BARTLEBY, THE SPORTSCASTER, by Ted Pelton

This novella is far from an attempt to mirror reality or to point out how artificial novels are. It is neither realism nor metafiction.  Instead, it uses intimate experience to approach a literary classic in a manner that reinterprets it. It also uses the literary classic to consider experience in a profoundly personal way.

This novella is a triple-allegory: experience allegorizes literature and literature allegorizes experience. Finally, Pelton's book serves as an allegory for the original "Bartleby."

"Bartleby" is originally a story by Herman Melville. It concerns a law scrivener, or copywriter, in a 19th-century law office. The lawyer hires Bartleby and is stunned at his output, but haunted by his person and demeanor. He once describes him"scarcely human." A series of strange incidents ensue. The lawyer finds Bartleby living in his offices. Then Bartleby "prefers not to" do any more copying. Instead, he just stands silently in the middle of the office while work goes on around him. I won't spoil the ending, in case you haven't read it.

Pelton's book, "Bartleby, the Sportscaster," the lawyer is replaced by a minor-league sportscaster. He is joined in the booth by Bartleby. Pelton's story differs from Melville's in an important detail: The sportscaster, Ray Yarzejski, is forced to work with Bartleby by the team owner, Simonelli. This proves crucial because in the original Bartleby the lawyer was somewhat responsible for Bartleby given that he hired him. In Pelton's case, Bartleby and his eccentricities were thrust upon Yarzejski. Yet, he reaches out to Bartleby repeatedly, as does the lawyer in the original story.

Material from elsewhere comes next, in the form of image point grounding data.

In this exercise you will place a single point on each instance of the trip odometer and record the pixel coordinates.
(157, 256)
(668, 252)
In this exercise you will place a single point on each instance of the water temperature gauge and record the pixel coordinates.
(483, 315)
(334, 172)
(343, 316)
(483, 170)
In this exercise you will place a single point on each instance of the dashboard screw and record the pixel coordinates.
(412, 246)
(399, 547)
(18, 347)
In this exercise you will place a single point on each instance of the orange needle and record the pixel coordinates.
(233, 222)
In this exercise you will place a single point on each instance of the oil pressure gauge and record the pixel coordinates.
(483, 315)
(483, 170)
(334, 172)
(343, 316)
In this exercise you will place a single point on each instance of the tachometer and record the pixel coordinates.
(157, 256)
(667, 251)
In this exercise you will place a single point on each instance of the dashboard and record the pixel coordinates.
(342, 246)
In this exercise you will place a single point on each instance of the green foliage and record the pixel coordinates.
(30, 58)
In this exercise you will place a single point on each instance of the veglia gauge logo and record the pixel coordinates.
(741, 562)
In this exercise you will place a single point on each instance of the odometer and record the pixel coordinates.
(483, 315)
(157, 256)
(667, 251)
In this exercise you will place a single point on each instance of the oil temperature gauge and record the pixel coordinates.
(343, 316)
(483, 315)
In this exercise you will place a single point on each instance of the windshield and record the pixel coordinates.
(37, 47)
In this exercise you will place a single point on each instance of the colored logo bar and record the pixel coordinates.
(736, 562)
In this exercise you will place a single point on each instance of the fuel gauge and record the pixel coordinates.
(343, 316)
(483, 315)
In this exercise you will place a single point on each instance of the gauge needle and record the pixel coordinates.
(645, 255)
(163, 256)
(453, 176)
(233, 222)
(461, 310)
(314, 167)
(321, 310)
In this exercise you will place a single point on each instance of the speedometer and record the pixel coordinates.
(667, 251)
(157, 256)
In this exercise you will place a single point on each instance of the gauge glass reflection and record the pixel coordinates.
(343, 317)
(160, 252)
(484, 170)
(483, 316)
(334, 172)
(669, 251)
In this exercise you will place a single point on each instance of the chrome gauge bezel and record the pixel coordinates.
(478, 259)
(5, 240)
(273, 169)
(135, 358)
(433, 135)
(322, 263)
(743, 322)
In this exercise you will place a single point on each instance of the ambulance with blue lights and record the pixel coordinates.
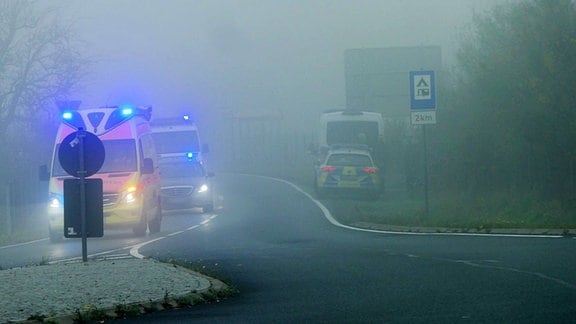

The most original part of this book is chapter 5, where Pelton suddenly breaks in and provides us with a memoir of his, Pelton's, real break up with his first wife. In it we learn that his wife became mentally and emotionally paralyzed by a number of personal and familial circumstances. Pelton tried to get her out of her funk, but it all failed. He tells us how he became more sympathetic toward the lawyer in "Bartleby." He used to see the lawyer as the law-giving oppressor forcing Bartleby to live a certain way. Now he saw him as trying to help Bartleby.

Here's where Pelton decided to bifurcate the lawyer into two characters, Simonelli and Yarzejski — one is sympathetic and one is, well, capitalist scum.

This is where the allegories begin to be clear: the experience with his wife is compared to the lawyer's experience with Bartleby. Pelton's original interpretation of Bartleby is compared to Simonelli's behavior. Pelton's sympathy for his wife is compared to Yarzejski's feelings for Bartleby, Pelton's and Melville's books as a whole are comparable.

Comparison, of course, is the heart of allegory.

The book raises fascinating questions about the way the stories we tell each other affect the way we treat each other and the way we understand how we treat one another. This book is not "postmodern" or "metafiction," where the very makings of the novel are exposed in their artifice. This book takes the artificiality of the novel as a given, then offers us something new. While this is a funny book in many places, it is a dead serious book in a way many so-called postmodern works didn't seem to be.

It feels as if the author is convinced that literature and stories matter. Absolutely. Novels may be constructions, but they are necessary constructions that set up allegories with experience, if we let them.